I'm a Spanish computer programmer and I usually write code and documentation in my native language, but lately I'm trying to migrate them to English. The point is this kind of writing is quite formal (maybe scientific) and oriented third person to read it (and understand it).
I don't know what should be the best point of view when I comment the code. I have doubts especially between first person plural, third person singular and if I can skip the subject in these or another cases.
In practice, I'm trying to describe a piece of code that do something (it will be only read by programmers). These are the options (if you think another better I'd appreciate it):
- 1 . // It removes the files => This sounds good to me, but I'm repeating "It" constantly
- 2 . // Removes the files => Sometimes used by another people, is this correct? (skip the subject)
- 3 . // I/We remove the files => I think this is quite objective (but very common in Spanish, sometimes without the subject)

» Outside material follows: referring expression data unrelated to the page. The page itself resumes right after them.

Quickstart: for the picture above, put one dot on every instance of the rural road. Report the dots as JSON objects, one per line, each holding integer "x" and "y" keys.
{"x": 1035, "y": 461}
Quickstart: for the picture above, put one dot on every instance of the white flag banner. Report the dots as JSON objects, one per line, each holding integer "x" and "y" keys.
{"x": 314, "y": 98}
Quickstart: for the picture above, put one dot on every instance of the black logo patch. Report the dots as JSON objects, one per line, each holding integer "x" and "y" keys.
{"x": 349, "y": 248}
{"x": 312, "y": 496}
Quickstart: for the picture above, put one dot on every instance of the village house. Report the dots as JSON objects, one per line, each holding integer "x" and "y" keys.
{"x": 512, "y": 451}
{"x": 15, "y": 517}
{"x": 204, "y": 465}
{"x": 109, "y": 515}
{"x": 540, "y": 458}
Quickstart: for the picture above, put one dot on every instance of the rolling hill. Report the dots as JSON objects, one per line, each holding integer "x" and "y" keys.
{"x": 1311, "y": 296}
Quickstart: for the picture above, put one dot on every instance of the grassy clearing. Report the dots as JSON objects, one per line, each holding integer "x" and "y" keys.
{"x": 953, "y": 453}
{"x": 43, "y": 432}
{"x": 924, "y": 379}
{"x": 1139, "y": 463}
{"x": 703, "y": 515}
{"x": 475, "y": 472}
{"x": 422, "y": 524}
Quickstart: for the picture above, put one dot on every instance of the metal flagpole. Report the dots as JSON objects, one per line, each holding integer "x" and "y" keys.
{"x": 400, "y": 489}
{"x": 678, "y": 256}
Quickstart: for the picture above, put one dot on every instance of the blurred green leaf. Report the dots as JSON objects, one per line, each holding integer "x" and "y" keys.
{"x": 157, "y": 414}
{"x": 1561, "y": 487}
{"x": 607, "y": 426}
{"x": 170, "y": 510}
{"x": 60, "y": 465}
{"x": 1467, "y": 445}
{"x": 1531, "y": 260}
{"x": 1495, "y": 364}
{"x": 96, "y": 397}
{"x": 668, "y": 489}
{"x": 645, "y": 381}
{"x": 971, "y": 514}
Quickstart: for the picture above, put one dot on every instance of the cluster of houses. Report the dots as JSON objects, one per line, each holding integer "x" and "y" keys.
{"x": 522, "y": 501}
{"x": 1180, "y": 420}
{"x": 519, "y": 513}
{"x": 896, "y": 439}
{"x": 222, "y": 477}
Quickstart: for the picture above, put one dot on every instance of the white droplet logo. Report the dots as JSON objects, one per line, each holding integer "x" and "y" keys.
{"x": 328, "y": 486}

- 4 . // Remove the files => Widely used by English, but I'm not sure if this is grammatically correct (because it's referring to the code (third person singular)). If this is fine, it's supposed to be a second person singular (because of the lack of -s)? An special rule? Maybe an imperative? In that case it would be too much direct and we're explaining the code, not you
- 5 . // Removing the files => I think this is wrong. In fact I'm going to do it, but I'm not doing it now
So, what's the best way to write documentation in an appropriate style (formal and objective)?